Alexander Chizhevsky ‘nin tezi doğruysa, o zaman Marx’ın tüm sistemi tuz buz olacaktır. O zaman artık devrimleri ekonomi ve sınıf mücadelesi üzerinden açıklayamazsınız; o zaman devrimi ancak astroloji açıklayabilir.
Alexander Chizhevsky ‘nin haksız olduğu kanıtlanamadı. Yedi yüz yılı kapsayan hesabı o kadar bilimsel, güneşteki patlamalar ile Dünya’daki olaylar arasında kurduğu bağlantı o kadar birbirine yakındı ki, yanıldığını ispatlamak zordu. Ama elbette ki Chijevsky’yi Sibirya’ya göndermek çok basit bir işti.
Stalin’in ölümünden sonra Kruşçev, Chijevsky’yi Sibirya’dan serbest bıraktı. Fakat Chijevsky’nin elli yılı adeta yok edilmişti. Serbest bırakıldıktan sonra sadece birkaç ay yaşayabildi. Bu son birkaç ayını bile tezi için kanıt toplayarak geçirdi ve ayrıca salgın hastalıkların Dünya’ya yayılmasını güneş etkisine bağladı.
Güneş, normalde düşündüğümüz gibi statik bir ateş topu değildir. Sonsuz canlı ve dinamik, ateşli bir organizmadır. Güneşte bir şey olmadan Dünya’da hiçbir şey olmaz. Mesela Güneş tutulması olduğunda ormandaki kuşlar yirmi dört saat önce ötmeyi bırakırlar. Tutulma süresi boyunca tüm Dünya sessizleşir. Tüm hayvanlar baskı altında kalır, korkar, endişelenirler. En hareketli hayvanlardan biri olan Maymunlar bile ağaçlarını bırakıp aşağı inerler ve hiç susmayan maymunlar tutulma anında meditasyon yaparcasına sessizleşirler.

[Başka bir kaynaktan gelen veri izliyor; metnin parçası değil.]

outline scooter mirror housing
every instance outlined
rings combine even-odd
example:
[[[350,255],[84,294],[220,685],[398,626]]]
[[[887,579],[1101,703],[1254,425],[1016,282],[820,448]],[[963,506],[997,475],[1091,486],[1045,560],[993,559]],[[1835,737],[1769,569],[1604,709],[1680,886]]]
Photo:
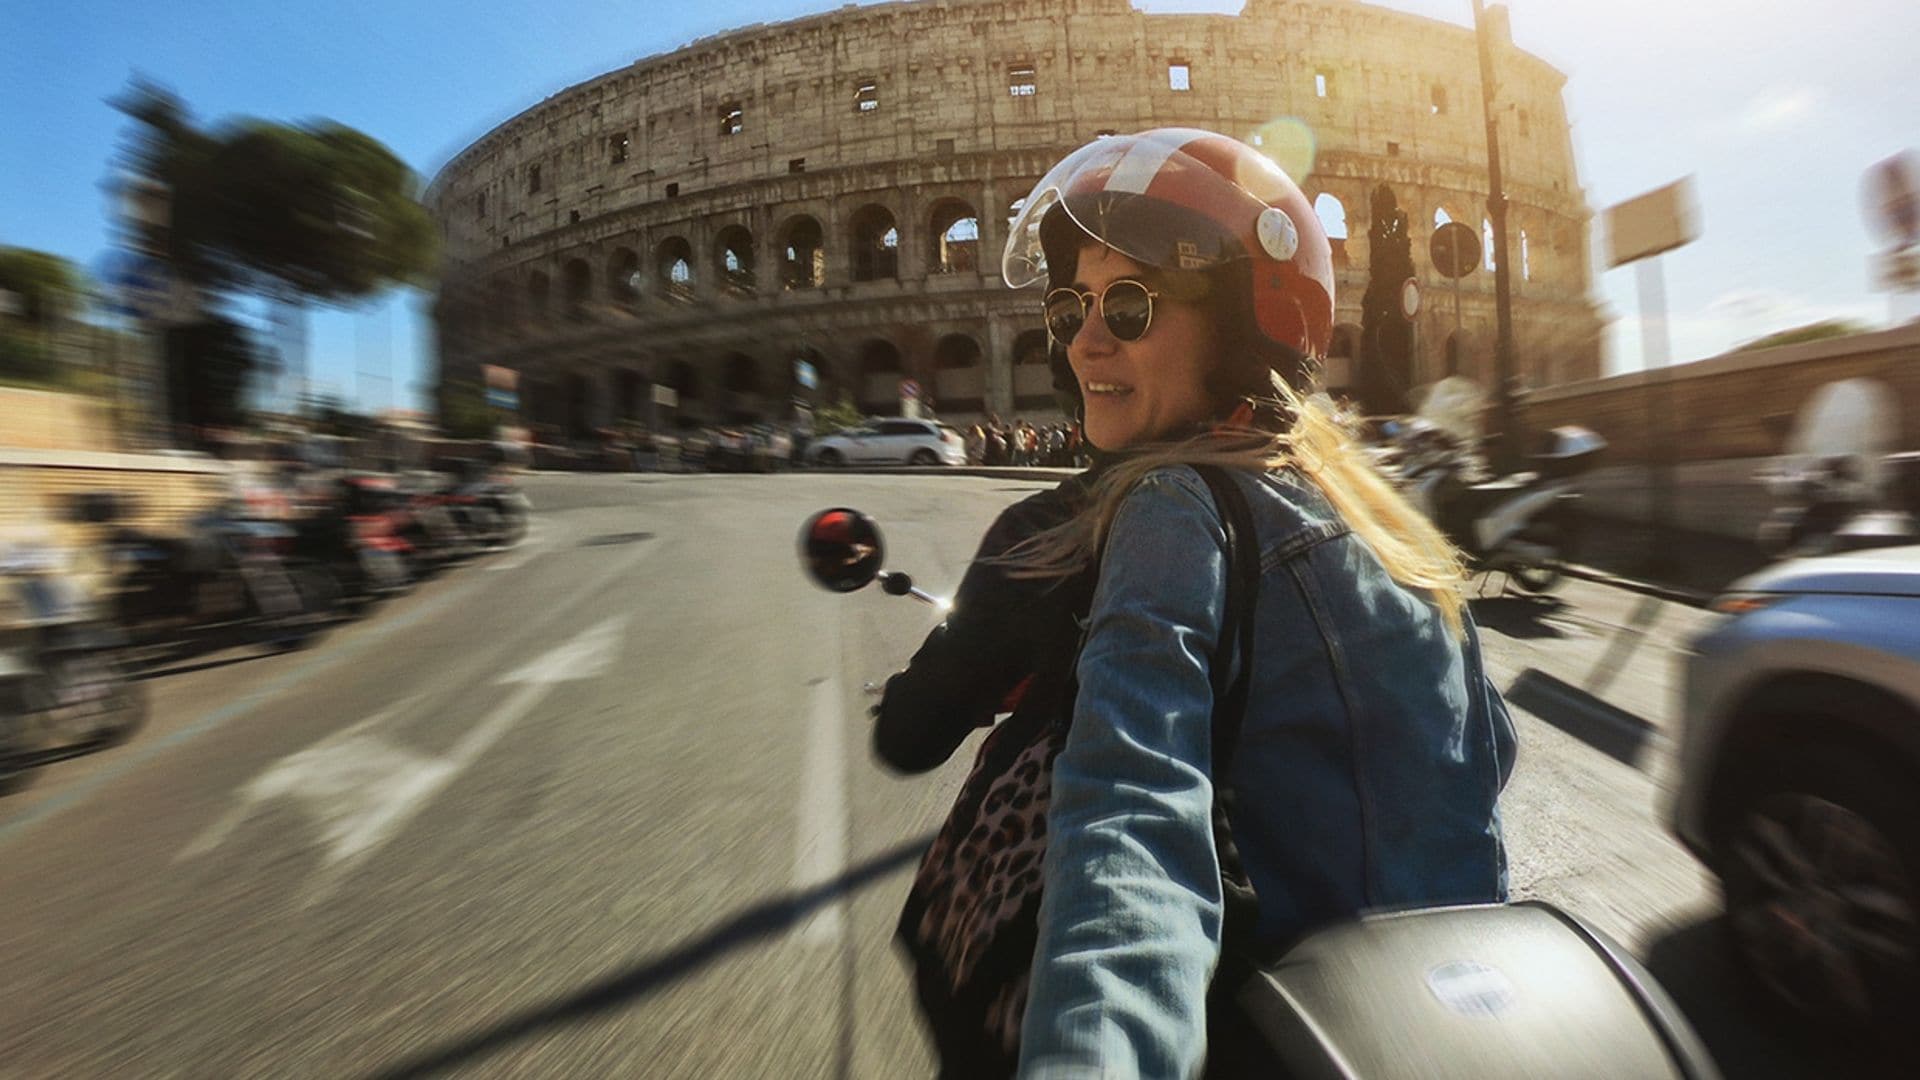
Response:
[[[880,575],[885,560],[880,527],[858,510],[822,510],[800,528],[800,565],[828,592],[866,588]]]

Astroloji o kadar göz ardı edilmiş bir konu ki en eski, en saygı duyulan ama günümüzde en göz ardı edilen konudur. Carl Gustav Jung Üniversite kapılarının üç yüz yıldır astrolojiye kapalı olduğunu ancak önümüzdeki yıllarda bu kapıların tekrar açılacağını ve astrolojinin üniversiteye gireceğini söylemiştir. Bu bir gün mutlaka gerçekleşecektir. Çünkü Astroloji günümüzün bilim ve teknolojisinden çok daha üst seviyede yer alan bir ilimdir. Bizler son teknolojiye sahip ve bilimsel olarak üstün bir seviyede olduğumuzu düşünsek de Astrolojinin kullanıldığı, saygı duyulduğu binlerce yıl önceki medeniyetler bizlerden çok daha ilerideydi ve en önemli araştırmaları Astroloji ve Astronomi üzerineydi. İnsanlık tekrar aynı seviyelere yükseldikçe Astronomi ve Astroloji ilmine saygı da artmaya başlayacaktır.